Symbolism: Most of the comparisons in the poem are symbolic. Love is, of course, not an actual headache or bad vision; it does not actually create omens or nightmares. These juxtapositions are used as symbols of the types of things people feel when they are in love. A headache is more like a plethora of problems and complications. The blurry vision refers to the decrease in reasoning and a more instinctive approach to matters of the heart. The search for omens and the nightmares refer to the hope of always hearing good news about relationships and the constant fears that things are not going so great. For the overall feel of the piece, symbolism is crucial and vital.

When You Are Old-Poem

Title: When You Are Old

Author: William Butler Yeats

Speaker: The poem is written by a man, and the man plans to include it in a book of poetry. This man is writing the poem to someone he loved who did not return this feeling. The tone of the piece is a mixture of nostalgia for the unrequited love and reprisal to the object of affection for being to vain to notice real love when it presented itself.

Structure: The poem is divided into 3 stanzas, each containing 4 lines, and each line containing 10 syllables. It is composed of two sentences, the first discussing the past that will be remembered by the reading if the poem and the second expressing the future of what will happen after the memories flood back.

Theme: The theme is not directly stated, but the reader can safely assume that the writer is talking to a person he once loved deeply. This person was beautiful and fair with a lot of suitors, and so embracing beauty and vanity looked not at the man that really loved her (the speaker of the poem) but to others who, when her age started to catch up with her, left her all alone. The theme is regret for not paying attention to real love when it happened.

Figures of speech: In the poem there is personification when her soul is described as a pilgrim soul and when the face is described as sorrowful), hyperbole when describing the consequences of age on the woman’s face, and metaphor in the last lines where love is said to go up to the mountains and disappear into the sky.
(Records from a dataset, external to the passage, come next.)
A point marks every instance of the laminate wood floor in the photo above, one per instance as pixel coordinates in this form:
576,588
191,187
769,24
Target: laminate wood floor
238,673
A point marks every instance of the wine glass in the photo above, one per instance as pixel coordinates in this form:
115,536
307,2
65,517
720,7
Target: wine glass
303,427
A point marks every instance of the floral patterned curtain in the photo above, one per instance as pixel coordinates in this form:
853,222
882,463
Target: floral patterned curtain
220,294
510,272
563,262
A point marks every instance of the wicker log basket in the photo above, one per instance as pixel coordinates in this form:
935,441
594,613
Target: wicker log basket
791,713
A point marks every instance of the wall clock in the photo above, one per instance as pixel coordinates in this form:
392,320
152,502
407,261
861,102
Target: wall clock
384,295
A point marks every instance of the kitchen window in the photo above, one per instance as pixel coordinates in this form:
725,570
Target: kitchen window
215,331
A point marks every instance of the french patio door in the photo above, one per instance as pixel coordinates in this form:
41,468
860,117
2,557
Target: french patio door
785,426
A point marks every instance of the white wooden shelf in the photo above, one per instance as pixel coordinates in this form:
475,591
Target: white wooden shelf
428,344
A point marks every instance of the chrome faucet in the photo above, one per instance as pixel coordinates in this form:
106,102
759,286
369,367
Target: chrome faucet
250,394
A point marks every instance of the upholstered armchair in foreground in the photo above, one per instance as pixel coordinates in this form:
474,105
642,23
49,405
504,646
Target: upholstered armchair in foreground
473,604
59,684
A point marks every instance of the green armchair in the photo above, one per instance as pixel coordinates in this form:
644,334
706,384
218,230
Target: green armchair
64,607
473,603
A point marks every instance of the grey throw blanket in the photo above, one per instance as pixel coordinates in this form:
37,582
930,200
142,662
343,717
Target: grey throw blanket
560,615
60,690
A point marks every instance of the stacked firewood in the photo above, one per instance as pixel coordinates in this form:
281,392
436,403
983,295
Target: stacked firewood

Symbolism: This poem does not have heavy symbolism, yet it has some important symbols. The face of the woman represents not only her face, but her entire persona. The face is used as a symbol for holistic beauty and fairness, while the soul is used as a symbol for personality, way of being, values, and feelings. Then, the night sky with stars serve as a symbol for the large amounts of people that, to her, are just there: people who have nothing to set one apart from another and to stand out.